扉の向こうから、金づちを打つ音が響いてくる。シャルロットは少し早くなった鼓動を抑えるように胸に手を当てて深呼吸をした。
もう工房の仕事を始めているのだろうか。ルインのお父さんは大工仕事の棟梁をしている。村にある家や教会、畑の柵などの修繕や建築を一手に引き受けていた。この時間になると、いつも建材を加工する音が響き始める。
扉をノックしてから、そっと開ける。勝手に入ってきていいとルインのお母さんから言われているので、いつも通りシャルロットはルインの家にお邪魔した。
扉をくぐると、朝食の後片付けをしているおばさんが振り返った。
「――あら、シャロちゃん。ルインに用事? ルインなら工房でお父さんの手伝いをしているわよ」
恰幅の良いルインのお母さんがエプロンで手を拭きながら、その独特の少し枯れた声で言った。そうして視線を奥の扉へと投げる。工房へ続く勝手口だ。
「――お母さんにイノチウムを森から取ってきてってお使い頼まれて……。森に一人で行っちゃだめだからって……」
――言葉が上手く出てこない。慣れているはずのおばさんの前でも、ルインを意識し始めてから上手く喋れなくなったような気がする。
「あぁ、それでうちのをね。はいはい。ちょっと待っててねぇ」
そう言いながら、おばさんは勝手口から奥へと消える。しばらくしてルインが入れ替わりに顔を出した。
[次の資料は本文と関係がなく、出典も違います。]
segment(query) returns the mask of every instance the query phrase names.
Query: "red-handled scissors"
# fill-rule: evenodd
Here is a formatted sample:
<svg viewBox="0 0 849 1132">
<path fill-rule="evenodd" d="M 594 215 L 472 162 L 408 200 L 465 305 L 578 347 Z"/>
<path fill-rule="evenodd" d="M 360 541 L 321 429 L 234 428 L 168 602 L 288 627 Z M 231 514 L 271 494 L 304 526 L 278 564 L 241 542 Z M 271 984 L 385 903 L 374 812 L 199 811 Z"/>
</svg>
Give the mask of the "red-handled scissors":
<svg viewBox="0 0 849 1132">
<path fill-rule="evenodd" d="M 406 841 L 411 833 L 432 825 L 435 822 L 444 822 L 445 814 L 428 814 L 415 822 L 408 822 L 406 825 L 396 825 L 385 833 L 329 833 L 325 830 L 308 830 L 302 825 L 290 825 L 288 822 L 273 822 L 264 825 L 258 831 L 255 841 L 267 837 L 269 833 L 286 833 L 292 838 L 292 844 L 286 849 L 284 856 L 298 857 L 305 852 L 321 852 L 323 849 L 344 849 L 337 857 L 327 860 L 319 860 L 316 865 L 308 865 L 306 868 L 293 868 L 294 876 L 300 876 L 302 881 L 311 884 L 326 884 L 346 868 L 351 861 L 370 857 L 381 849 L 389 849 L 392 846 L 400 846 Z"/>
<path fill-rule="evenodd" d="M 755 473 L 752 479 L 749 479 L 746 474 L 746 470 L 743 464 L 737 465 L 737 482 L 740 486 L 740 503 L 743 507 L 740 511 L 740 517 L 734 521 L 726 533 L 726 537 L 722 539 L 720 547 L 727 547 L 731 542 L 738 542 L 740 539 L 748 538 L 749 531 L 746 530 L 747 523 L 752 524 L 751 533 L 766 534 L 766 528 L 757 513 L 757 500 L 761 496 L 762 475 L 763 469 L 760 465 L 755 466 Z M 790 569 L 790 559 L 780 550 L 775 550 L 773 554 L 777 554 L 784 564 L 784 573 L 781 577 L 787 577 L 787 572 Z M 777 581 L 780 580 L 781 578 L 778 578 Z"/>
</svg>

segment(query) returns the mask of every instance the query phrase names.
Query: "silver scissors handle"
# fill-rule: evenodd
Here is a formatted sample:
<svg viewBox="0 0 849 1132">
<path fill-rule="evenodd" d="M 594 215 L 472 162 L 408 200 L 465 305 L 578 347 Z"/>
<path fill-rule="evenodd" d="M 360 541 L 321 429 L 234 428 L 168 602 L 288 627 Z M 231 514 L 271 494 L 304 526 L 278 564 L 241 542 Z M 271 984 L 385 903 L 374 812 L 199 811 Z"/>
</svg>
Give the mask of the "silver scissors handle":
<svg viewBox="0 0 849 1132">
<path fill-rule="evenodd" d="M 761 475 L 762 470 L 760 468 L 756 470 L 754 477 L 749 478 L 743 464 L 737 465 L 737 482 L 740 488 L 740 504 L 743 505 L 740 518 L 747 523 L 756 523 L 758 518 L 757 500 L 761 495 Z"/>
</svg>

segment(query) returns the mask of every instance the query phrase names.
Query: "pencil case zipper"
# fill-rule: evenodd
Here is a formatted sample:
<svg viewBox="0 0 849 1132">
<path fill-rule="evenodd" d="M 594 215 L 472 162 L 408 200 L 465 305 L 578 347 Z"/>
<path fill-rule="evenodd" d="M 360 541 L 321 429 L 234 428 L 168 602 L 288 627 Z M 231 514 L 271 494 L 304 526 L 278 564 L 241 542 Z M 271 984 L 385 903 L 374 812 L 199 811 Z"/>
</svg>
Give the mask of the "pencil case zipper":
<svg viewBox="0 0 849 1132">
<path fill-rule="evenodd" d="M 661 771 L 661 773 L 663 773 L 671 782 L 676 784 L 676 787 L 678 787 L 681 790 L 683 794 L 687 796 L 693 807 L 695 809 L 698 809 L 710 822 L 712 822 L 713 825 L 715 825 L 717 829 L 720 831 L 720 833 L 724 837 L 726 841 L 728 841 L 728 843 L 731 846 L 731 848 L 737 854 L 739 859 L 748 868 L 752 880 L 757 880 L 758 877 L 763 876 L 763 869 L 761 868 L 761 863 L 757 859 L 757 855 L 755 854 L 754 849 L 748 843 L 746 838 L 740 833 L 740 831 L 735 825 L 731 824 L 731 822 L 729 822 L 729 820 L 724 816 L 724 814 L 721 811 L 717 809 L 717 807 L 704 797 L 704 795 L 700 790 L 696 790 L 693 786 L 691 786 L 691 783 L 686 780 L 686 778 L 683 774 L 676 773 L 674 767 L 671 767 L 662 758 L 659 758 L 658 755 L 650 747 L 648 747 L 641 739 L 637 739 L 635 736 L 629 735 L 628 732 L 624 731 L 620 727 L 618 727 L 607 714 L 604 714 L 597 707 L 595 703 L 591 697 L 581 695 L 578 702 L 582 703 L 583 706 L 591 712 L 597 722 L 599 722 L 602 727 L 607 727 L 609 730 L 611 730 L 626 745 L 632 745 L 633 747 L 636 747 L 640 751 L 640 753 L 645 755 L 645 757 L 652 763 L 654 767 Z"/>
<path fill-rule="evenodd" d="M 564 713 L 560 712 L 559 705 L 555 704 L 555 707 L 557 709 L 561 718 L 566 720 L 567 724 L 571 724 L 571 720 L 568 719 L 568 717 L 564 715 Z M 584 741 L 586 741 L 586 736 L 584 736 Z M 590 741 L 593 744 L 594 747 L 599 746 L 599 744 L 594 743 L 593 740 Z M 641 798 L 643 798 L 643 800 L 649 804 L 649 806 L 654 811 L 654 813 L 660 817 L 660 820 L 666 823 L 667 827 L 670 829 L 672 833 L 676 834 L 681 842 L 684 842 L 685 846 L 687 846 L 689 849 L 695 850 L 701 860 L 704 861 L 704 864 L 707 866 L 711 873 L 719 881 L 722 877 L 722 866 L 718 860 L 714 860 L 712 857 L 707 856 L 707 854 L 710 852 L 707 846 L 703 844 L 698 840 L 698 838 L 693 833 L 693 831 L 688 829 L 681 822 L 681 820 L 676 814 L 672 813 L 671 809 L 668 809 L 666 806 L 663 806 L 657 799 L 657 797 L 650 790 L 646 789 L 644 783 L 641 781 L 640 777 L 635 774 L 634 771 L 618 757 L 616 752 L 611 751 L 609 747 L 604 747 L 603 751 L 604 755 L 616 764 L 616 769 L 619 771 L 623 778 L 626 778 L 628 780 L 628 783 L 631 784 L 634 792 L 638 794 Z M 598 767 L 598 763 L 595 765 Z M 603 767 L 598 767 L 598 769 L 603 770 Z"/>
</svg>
長く伸ばした銀髪がふわりと靡いてきらめく。ついさっきまで作業をしていたのだろう、後ろで結んだ髪は馬の尾っぽのようにさらさらと動く。アッシュグレーの瞳にシャルロットの姿が映る。穏やかな微笑みは、教会にある天使像に似ているような気がした。
「――シャロ。ちょっと待ってて」
穏やかな声。ルインの優しい声にシャルロットは小さく頷く。そしてにっこりと微笑みまた工房へと消える。
(緊張しすぎだよ。前はこんなんじゃなかったのにさ)
「――しょうがないじゃない。……どきどきしちゃうんだもん」
鞄の中のアーニャの言葉に口を尖らせる。顔を見ただけ、声を聞いただけでどきどきするのはどうしてなんだろう。身体って、心って本当に不思議。
しばらくすると準備を終えたルインが出てきた。
「お待たせ。さぁ、行こうか」
扉を開けてルインが一歩下がり、手を添えてシャルロットを扉の外へと誘う。シャルロットはその手に引かれるように先に家を出た。
「――それじゃあ母さん。少し出てくるよ」
「はいはい。ゆっくり遊んできな」
明るい声に送られて、ルインが扉を閉める。そうしてシャルロットはルインの少し後ろをついていくように歩いた。
(隣を歩きなさいよ)
アーニャがうるさい。最近アーニャはシャルロットのやることなすことに文句を言う。外ではそれに反論することも出来ないので言われっぱなしだ。
先を歩くルインの後姿を見つめる。
昔は同じくらいの背丈だったのに、今では少し見上げるくらいになっていた。歩みに合わせて揺れる手は、自分のふにゃふにゃの手とは違ってしっかりと骨が張って、たくましく思える。以前より筋肉もついたのだろう。力仕事だってするようになったとおばさんから聞いている。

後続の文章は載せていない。